Fueron muchas las experiencias, vivencias y situaciones que atravesó en este año que lo marcaron a fuego. Escribió y publicó su primer volumen de relatos Contemplación, escribió El fogonero, capítulo inicial de su novela El desaparecido de la cual también escribiría los siguientes siete capítulos, escribió de un tirón su auto referencial relato La condena y como si esto fuera poco, desarrollaría en su cabeza nada más y nada menos que su narración más inoxidable y emblemática que publicaría recién tres años más tarde: La metamorfosis.
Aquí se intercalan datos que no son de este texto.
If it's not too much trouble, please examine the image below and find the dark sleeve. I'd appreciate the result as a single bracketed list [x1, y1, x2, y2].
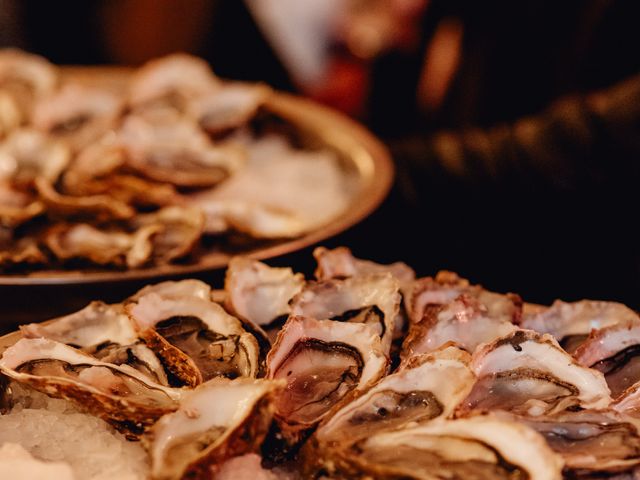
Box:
[391, 71, 640, 195]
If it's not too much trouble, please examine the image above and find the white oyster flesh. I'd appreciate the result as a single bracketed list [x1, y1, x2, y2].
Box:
[149, 379, 281, 480]
[291, 273, 401, 355]
[0, 443, 75, 480]
[267, 316, 388, 438]
[520, 300, 640, 353]
[225, 257, 305, 326]
[316, 346, 475, 443]
[351, 417, 563, 480]
[20, 302, 138, 348]
[189, 136, 350, 238]
[402, 294, 516, 358]
[573, 321, 640, 398]
[458, 330, 611, 416]
[127, 292, 259, 380]
[313, 247, 416, 285]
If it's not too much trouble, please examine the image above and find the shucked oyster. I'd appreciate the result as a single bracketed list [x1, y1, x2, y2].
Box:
[126, 291, 260, 386]
[291, 273, 400, 355]
[224, 257, 305, 326]
[313, 247, 416, 285]
[267, 316, 388, 443]
[334, 417, 563, 480]
[574, 320, 640, 398]
[457, 330, 611, 416]
[146, 379, 281, 480]
[402, 294, 516, 359]
[0, 338, 182, 436]
[315, 346, 475, 448]
[520, 300, 640, 353]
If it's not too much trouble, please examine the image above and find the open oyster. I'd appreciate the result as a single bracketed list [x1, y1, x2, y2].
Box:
[457, 330, 611, 416]
[574, 320, 640, 398]
[291, 273, 400, 355]
[32, 84, 122, 151]
[496, 410, 640, 478]
[224, 257, 305, 327]
[313, 247, 416, 285]
[267, 316, 388, 443]
[146, 379, 281, 480]
[126, 291, 260, 386]
[315, 346, 475, 448]
[0, 338, 182, 437]
[520, 300, 640, 353]
[329, 417, 563, 480]
[402, 294, 516, 359]
[44, 223, 161, 268]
Es durante el principio de 1912 cuando Kafka decide meterse de lleno en la literatura. Más allá de sus dudas y divagues acerca de la soltería que ya lo acuciaba, sabe que si no descarga o canaliza sus energías negativas cambiándolas por el positivismo de la escritura estará irremediablemente perdido y la única manera es sentarse a escribir. Decidido a eso, proyecta sus intenciones de publicar su primer libro, en parte por la insistencia de Max Brod y también luego de conocer a Rowohlt y Wolff, quienes estaban ávidos por conocer sus escritos.
Amparándose en una frase de Goethe, su héroe literario que anota el 8 de febrero de 1812 («Mis ganas de crear eran ilimitadas») comienza a canalizar en sus escritos el lugar donde transitar el camino correcto y se angustia cuando no puede avanzar o inspirarse para escribir, y complementando esto decide continuar escribiendo en sus Diarios: «¡A partir de hoy he de llevar el diario sin interrupciones! ¡Escribir con regularidad! ¡No rendirme!»
Kafka decide dejar atrás todo aquello que escribió y no es digno de sobrevivir y quema una gran cantidad de “papeles repulsivos”: debe comenzar a generar literatura fresca, nueva, que salga de sus entrañas y la única manera de lograr eso es sentándose a la noche a escribir sin parar.
Aunque frecuenta los cabarets y cafés de moda de Praga, sigue haciendo vida sana. No fuma, bebe poco, sigue siendo vegetariano y lleva una vida saludable. Todavía es una persona sana, hace ejercicio desnudo frente a la ventana y se acuesta bastante temprano.
Como todo ser humano tiene sus recaídas emocionales. Por momentos, sucumbe. Flota entre la desesperación y el desencanto. La inspiración desaparece y esto lo tortura, entonces, para exorcizar esos demonios, anota en sus Diarios lo que le sucede una y otra vez. En abril de 1912 declara: «Por primera vez fracaso casi total al escribir». En mayo la anotación es casi idéntica. Sobre el 1 de junio el desastre es definitivo: «No he escrito nada», pero pronto se recuperará de todo eso. Y con creces…
Sepultadas ya las posibilidades de publicar la novela Richard y Samuel junto a Brod de la que solo se publicó el primer capítulo en una revista de muy poca tirada, decide enfocar sus cañones en varios relatos que posee listos y luego de unos pocos retoques decide llevárselos a Max para que le dé una devolución, mientras que el 7 de agosto reflexiona acerca del proceso creativo que le demandaron los textos del libro: «Largo tormento. Por fin escribí a Max que no puedo pasar en limpio los pequeños fragmentos que restan, que no deseo forzarme y que, por lo tanto no publicaré el libro», aunque sucederá lo contrario, ya que finalmente, el 14 de agosto, gran parte de estos textos formarán parte de lo que será su primer libro, Contemplación, están listos y casi al mismo tiempo hacia mediados del mes siguiente sucederá lo mismo con La condena.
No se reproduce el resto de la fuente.